Mi riferisco all’editoriale di Lino Terlizzi di mercoledì 23 gen­naio «A Davos tra rigore e crescita». È un dilem­ma che trae la sua ragion d’esse­re da un’interpre­tazione, a mio avviso errata, delle cause della crisi, l’ennesima dopo tutte quelle messe in campo dal 2008 a oggi.

Si è esordito incolpando i banchieri americani, spocchiosamente etichettati come de­gli sprovveduti per aver concesso mu­tui a persone che non offrivano le ne­cessarie garanzie, mentre le garanzie c’erano eccome: erano quelle delle due agenzie pseudo-private Fannie Mae e Freddie Mac, attraverso le quali il Go­verno americano (dunque lo Stato) aveva deciso di alimentare la bolla dell’illusionismo collettivo.
Poi, resisi conto che la crisi aveva di­mensioni assai più grandi di quelle ragionevolmente imputabili al disa­stroso interventismo statale sul ciclo economico americano e ai «prodotti» che l’ingegneria finanziaria ci aveva costruito sopra, si è presa al balzo la palla della Grecia, per riversare su quel Paese, che ha il PIL della Provin­cia di Treviso, la colpa del possibile dissesto finanziario europeo e mon­diale.
Dura da credere, e allora giù con Italia, Spagna e Portogallo.
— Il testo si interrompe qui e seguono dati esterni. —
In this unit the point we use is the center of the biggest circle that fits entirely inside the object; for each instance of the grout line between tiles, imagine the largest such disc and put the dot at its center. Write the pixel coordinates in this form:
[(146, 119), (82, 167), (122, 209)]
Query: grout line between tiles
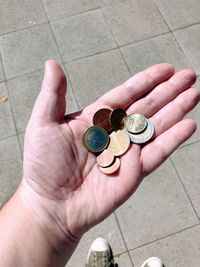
[(127, 251), (14, 120), (164, 237), (174, 37), (24, 28), (179, 177)]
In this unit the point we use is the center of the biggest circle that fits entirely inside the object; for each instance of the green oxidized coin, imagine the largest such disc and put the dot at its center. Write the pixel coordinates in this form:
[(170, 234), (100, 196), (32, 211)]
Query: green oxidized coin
[(96, 139)]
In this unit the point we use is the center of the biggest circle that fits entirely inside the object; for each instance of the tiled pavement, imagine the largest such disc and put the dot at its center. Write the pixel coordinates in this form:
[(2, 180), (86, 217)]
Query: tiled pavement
[(100, 43)]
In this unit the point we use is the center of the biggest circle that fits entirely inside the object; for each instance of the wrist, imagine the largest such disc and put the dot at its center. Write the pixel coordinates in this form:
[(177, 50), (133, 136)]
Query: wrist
[(44, 213)]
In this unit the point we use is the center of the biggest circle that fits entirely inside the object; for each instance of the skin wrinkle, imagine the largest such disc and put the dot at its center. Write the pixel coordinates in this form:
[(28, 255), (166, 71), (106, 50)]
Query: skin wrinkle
[(98, 195)]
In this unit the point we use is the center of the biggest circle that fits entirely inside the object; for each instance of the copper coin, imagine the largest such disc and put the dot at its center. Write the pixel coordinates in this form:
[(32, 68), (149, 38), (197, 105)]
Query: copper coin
[(101, 118), (119, 142), (117, 118), (144, 136), (105, 159), (136, 123), (111, 169)]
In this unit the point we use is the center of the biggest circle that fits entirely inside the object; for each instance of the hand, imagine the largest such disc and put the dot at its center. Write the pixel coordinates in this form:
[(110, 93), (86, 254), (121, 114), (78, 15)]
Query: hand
[(63, 176)]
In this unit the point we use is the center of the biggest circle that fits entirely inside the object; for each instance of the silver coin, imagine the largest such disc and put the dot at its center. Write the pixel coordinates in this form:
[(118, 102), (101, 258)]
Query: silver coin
[(144, 136)]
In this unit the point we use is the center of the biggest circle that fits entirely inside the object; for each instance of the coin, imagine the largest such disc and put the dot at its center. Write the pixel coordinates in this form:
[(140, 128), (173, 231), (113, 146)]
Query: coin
[(101, 118), (119, 142), (105, 159), (117, 118), (144, 136), (96, 139), (111, 169), (135, 123)]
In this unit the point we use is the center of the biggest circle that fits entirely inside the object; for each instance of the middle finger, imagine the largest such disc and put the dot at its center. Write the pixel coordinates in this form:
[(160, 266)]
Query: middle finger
[(163, 93)]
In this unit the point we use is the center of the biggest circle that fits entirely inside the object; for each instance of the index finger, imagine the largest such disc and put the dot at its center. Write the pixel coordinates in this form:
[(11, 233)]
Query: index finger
[(137, 86)]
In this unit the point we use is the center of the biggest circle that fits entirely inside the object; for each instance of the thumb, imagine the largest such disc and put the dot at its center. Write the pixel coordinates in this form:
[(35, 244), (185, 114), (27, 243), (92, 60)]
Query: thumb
[(50, 104)]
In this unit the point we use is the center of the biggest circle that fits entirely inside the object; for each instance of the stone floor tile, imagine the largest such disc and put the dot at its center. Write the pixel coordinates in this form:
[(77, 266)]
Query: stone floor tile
[(6, 119), (2, 78), (156, 50), (179, 250), (26, 51), (195, 115), (134, 20), (10, 167), (20, 14), (93, 76), (109, 230), (101, 3), (21, 142), (159, 207), (83, 35), (179, 13), (189, 40), (186, 161), (23, 92), (123, 260), (67, 8)]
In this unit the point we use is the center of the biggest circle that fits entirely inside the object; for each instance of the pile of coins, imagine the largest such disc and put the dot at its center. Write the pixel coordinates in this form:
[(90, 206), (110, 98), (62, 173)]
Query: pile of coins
[(112, 133)]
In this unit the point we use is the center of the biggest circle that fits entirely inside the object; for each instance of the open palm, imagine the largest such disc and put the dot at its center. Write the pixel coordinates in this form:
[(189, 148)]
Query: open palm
[(65, 176)]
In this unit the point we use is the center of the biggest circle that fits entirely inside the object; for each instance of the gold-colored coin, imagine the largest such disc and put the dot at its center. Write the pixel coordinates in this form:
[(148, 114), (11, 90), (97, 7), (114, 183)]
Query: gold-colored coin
[(111, 169), (117, 118), (101, 118), (136, 123), (119, 142)]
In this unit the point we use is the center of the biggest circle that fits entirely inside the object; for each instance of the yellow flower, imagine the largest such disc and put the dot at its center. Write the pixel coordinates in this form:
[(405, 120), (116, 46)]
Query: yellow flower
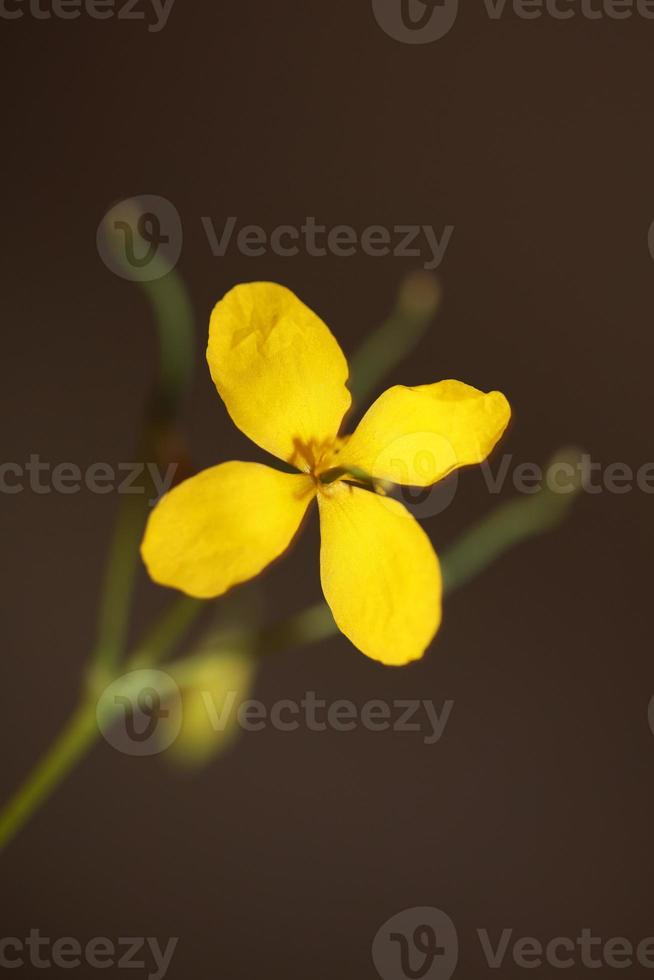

Ma non era abbastanza. Bisognava rinca­rare la dose con la paventata crisi dell’euro, che per quanto perversa, è comunque una fiat money come tutte le altre.

Perché l’euro ritornasse ad apprezzar­si anche sul franco è bastato che la BCE, con immediato riscontro positi­vo da parte delle Borse, che esultano ad ogni nuova iniezione di droga mo­netaria nel sistema, si comportasse per qualche giorno, e in minima par­te, come la FED si è comportata tra il 1.dicembre del 2007 e il 21 luglio del 2010, quando ha concesso prestiti in coriandoli verdi a grandi corporazio­ni e imprese del settore finanziario per un valore di 16 mila miliardi di dollari (più dell’intero debito pubbli­co dei 27 Paesi europei, che nel 2011 superava di poco i 10mila miliardi di euro), di cui circa tremila miliardi destinati a soccorrere grandi imprese ed entità finanziarie in Europa e Asia, tra cui, a quanto pare, anche UBS e Credit Suisse.

È vero che a pensar male si fa pecca­to, ma che spesso ci si indovina: non vorrei fosse questo il motivo inconfes­sabile di tanta acquiescenza del Con­siglio federale e delle due maggiori banche svizzere verso gli States.
Ce n’è quanto basta per capire che il proble­ma non è dato dai debiti sovrani, che sono sanabili dai monopolisti del de­naro (purché lo vogliano) con la stes­sa nonchalance con la quale hanno puntellato e continuano a puntellare un sistema finanziario altrimenti fal­lito.
I banchieri centrali questo lo san­no bene: tutto sarà sanato dai loro terminali di plastica grigia, dove il denaro a corso forzoso viene creato dal nulla cliccando su di una tastiera.
Questo ha un prezzo: espone le loro fiat money al rischio di liquefazione, ma non hanno altra scelta; rigore tar­divo e crescita modello Speedy Gon­zales non sono attualmente persegui­bili, né presi separatamente, né tanto meno insieme.

La crisi sconta l’uso dissennato che il sistema bancario ha fatto della riser­va frazionaria e il castello di cartacce e di scommesse che ci ha costruito sopra. Inutile girarci attorno incol­pando questo o quell’altro: la crisi è troppo estesa e il debito troppo gran­de perché le responsabilità dei mono­polisti della moneta possano essere riversate su pochi capri espiatori.
La linea tedesca sta fallendo non perché le intenzioni della Merkel non siano condivisibili, ma perché il rigore eco­nomico non può essere disgiunto da quello morale: se, per mantenere ar­tificialmente alta la crescita, si presta più denaro del risparmio disponibile e ci si confronta nel mercato a suon di svalutazioni competitive, il ciclo economico viene alterato nelle sue radici vitali e il rigore morale, dun­que anche quello economico, vanno a farsi friggere.

Credo dunque che, piuttosto che lace­rarsi in dilemmi irrisolvibili, per una volta convenga essere onesti con i cit­tadini, informandoli per tempo su co­me stanno realmente le cose e come sia importante riscoprire un convi­venza civile fondata sulla sussidiarie­tà e sull’aiuto reciproco prima che il crollo di mille certezze fondate sulla crescita continua ci colga impreparati per affrontarne, senza essere sopraf­fatti, le conseguenze.